The official catholic teaching is that a person who is a Catholic by virtue of having received the Sacraments of Baptism or Confirmation in the Church remains a Catholic unless or until he or she deliberately and voluntarily repudiates the Church. As a separate matter, a Catholic is bound by Canon Law

to follow with Christian obedience those things which the sacred pastors, inasmuch as they represent Christ, declare as teachers of the faith or establish as rulers of the Church. [Can. 212 Β§1.]

To the extent that they fail to comply, or deliberately violate that to which they are bound, they are in impaired communion with the rest of the church, but remain Catholics. A consequence of the impaired communion may be liability to certain penal consequences as laid out in the Code of Canon Law, and there are some consequences that have automatic consequences. Failing to accept, adhere to, and promote the Church's teaching on abortion, for example, carries the penalty of automatic self-excommunication by the individual. Ex-communication, however, simply bars a Catholic from all sacraments, except confession, but does not mean that the person is considered by the Church not to be a Catholic.

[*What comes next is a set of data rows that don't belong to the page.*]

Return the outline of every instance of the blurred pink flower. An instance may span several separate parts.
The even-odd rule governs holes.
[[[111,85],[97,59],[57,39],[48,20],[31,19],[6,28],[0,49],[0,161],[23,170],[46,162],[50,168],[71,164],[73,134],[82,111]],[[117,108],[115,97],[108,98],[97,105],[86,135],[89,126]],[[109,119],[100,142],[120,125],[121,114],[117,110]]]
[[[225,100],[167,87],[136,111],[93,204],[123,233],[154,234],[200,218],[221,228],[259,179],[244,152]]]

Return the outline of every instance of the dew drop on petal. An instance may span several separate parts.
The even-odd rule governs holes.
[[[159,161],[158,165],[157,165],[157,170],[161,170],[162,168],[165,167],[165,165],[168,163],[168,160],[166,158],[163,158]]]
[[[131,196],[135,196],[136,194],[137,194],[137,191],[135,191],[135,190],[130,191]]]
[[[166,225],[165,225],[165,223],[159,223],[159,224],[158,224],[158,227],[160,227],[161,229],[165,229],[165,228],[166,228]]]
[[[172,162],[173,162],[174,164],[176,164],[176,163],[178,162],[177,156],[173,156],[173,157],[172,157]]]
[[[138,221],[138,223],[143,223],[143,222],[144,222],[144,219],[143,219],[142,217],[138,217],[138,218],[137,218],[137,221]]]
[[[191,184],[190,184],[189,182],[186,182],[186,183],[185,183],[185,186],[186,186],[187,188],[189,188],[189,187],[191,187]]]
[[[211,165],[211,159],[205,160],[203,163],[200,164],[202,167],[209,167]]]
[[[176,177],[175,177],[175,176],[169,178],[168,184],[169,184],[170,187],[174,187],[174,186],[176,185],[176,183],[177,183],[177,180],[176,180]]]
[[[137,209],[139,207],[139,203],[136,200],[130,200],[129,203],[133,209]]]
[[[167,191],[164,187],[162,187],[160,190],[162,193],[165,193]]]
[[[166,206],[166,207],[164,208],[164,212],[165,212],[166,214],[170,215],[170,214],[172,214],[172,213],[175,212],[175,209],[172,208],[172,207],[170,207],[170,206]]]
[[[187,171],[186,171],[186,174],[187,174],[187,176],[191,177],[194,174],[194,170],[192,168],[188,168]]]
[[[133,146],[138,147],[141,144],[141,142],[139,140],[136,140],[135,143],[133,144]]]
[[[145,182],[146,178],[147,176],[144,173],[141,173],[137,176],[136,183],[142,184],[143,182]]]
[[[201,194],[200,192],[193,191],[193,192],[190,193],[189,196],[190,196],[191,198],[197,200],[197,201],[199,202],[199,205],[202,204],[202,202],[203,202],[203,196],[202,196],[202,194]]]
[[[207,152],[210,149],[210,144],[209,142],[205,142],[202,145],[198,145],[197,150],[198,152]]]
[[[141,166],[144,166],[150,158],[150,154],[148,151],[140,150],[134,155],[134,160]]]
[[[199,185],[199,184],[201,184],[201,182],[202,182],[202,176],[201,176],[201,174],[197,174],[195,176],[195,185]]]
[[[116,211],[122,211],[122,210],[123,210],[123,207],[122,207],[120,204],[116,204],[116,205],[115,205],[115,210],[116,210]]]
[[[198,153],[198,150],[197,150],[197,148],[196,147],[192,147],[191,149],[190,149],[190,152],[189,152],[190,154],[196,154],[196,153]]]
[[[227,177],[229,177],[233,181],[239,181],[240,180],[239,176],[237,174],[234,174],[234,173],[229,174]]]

I am not sufficiently familiar with the writings of the Fathers to discuss which of them might have written on this matter, but in general my understanding is that most of the current teaching on this matter developed after the time of the Fathers, and thus, after the time of Scripture. Given my lack of knowledge of the Fathers on this matter, I welcome any who might be able to write definitively on this matter to edit this answer.